Le second cas d'usage se nomme "xiCLV" ("expected incremental customer lifetime value"). Il s'agit de la prédiction de la valeur à un an des actions du client, par exemple le téléchargement de notre application, l'achat dans une nouvelle catégorie de produits. Nous l'utilisons maintenant dans la prise de décision en temps réel pour donner la priorité à différents éléments de contenu au niveau du client. Cela nous permet de donner la priorité à la valeur à long terme, même si un client est moins susceptible de s'engager à court terme.
Quelles sont les principales difficultés que vous rencontrez par rapport au déploiement de l'IA ? Est-ce plutôt le passage à l'échelle ou l'unification des données ? Avec qui travaillez-vous pour cela ?
Notre plateforme cloud est Azure et nous utilisons Databricks pour ingérer, transformer et unifier les données. La qualité des données est probablement notre défi numéro un, tandis que le "data lineage" (la "ligne des données", un processus qui fournit une cartographie du système d'information, NDLR) devient également très important. Les coûts de calcul deviennent de plus en plus problématiques à mesure que l'équipe s'agrandit et que le nombre de cas d'usage sur lesquels nous travaillons augmente. Nous nous concentrons sur la "parallélisation" des workflows importants, afin de pouvoir entraîner un grand nombre (environ 1 million) de modèles en quelques heures à un coût de calcul raisonnable.
Vous formez vos employés à la data science depuis 2020 : pourquoi est-ce important ?

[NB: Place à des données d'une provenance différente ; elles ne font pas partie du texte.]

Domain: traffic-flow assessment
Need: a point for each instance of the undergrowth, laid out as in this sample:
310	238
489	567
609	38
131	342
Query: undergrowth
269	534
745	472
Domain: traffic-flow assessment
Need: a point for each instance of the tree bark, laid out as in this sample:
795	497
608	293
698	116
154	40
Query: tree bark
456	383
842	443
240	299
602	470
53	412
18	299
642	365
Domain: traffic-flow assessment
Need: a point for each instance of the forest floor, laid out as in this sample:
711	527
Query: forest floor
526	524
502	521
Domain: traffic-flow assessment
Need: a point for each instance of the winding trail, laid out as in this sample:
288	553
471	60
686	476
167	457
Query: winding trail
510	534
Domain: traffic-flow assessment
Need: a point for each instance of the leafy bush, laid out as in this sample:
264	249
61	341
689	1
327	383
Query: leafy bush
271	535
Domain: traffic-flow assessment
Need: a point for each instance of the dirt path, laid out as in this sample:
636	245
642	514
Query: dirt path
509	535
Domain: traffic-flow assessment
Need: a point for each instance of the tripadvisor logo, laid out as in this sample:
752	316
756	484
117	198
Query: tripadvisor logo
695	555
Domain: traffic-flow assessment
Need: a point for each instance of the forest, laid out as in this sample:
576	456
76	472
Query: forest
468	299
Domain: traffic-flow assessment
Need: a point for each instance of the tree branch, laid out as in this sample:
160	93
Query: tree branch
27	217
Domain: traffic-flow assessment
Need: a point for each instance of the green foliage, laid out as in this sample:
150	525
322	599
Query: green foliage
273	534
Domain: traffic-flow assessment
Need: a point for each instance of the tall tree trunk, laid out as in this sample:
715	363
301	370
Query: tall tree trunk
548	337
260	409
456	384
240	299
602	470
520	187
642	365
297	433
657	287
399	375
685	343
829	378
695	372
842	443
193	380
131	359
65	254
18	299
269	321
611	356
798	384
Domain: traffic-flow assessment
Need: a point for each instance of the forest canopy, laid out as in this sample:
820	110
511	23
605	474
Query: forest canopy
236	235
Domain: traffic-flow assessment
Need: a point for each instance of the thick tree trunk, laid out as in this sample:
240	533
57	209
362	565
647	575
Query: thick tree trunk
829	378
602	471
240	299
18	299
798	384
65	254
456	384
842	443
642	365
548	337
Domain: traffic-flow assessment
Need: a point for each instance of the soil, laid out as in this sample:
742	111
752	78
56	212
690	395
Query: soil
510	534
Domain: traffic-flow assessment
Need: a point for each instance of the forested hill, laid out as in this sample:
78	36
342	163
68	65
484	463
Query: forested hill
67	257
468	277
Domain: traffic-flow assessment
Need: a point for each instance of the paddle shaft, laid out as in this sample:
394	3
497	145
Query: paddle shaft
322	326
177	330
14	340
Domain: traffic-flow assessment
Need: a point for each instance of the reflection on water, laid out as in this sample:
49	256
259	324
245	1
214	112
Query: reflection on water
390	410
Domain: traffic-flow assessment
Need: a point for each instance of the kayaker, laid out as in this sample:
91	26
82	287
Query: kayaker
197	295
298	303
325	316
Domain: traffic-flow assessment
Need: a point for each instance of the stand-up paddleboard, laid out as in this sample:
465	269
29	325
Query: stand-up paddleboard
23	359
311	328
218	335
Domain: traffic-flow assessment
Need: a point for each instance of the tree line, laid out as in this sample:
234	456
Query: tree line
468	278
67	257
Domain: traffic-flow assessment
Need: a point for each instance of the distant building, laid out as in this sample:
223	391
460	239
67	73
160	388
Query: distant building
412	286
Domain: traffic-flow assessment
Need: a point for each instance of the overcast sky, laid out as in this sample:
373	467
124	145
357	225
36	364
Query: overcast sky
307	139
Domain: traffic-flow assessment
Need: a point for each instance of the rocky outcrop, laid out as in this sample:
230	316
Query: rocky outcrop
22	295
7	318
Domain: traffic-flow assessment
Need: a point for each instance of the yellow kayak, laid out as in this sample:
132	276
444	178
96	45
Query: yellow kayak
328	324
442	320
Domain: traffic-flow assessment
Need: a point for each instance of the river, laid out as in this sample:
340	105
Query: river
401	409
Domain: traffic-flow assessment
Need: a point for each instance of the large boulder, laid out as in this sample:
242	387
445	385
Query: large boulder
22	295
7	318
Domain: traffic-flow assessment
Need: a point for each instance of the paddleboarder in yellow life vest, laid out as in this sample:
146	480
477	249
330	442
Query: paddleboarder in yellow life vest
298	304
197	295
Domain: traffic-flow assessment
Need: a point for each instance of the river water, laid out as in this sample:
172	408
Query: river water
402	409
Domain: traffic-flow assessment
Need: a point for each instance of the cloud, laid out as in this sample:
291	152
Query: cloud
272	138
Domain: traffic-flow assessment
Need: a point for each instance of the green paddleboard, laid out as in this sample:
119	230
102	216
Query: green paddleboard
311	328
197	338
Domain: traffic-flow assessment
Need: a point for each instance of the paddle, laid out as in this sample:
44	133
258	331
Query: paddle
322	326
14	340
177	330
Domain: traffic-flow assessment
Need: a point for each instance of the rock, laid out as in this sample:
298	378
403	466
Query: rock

Outre les défis techniques liés au passage à l'échelle, nous sommes également confrontés à un défi de taille du marché, à savoir attirer et retenir les talents. Pour aider à résoudre ce problème, et dans le cadre de notre stratégie visant à développer et à entretenir les compétences et les talents en matière de données dans toute l'entreprise, nous avons lancé en 2020 une data académie, nommée "BEAM". Cette académie a récemment remporté le prix "becoming literate" lors de DataIQ 2022. Nous avons lancé un programme de formation en data science et en IA de niveau 7, le premier du secteur, avec deux cohortes en cours de formation et une troisième qui sera mise en service ce trimestre.
Ce programme accompagne 20 collègues de l'entreprise et entretient un futur pipeline de talents internes. Il s'agit du troisième programme de formation sur les données lancé chez M&S, parallèlement à nos programmes data de niveau 3 et de niveau 4, qui aident plus de 300 collègues à se perfectionner dans ce domaine. Nous organisons des réunions mensuelles et des hackathons semestriels de 24 heures, auxquels tous les collègues peuvent assister et participer. Notre équipe de data science fait régulièrement des présentations, participe à des panels et dirige des équipes de hackers. Nous avons également lancé notre programme pour les diplômés en data science, et cinq d'entre eux ont rejoint notre équipe en septembre.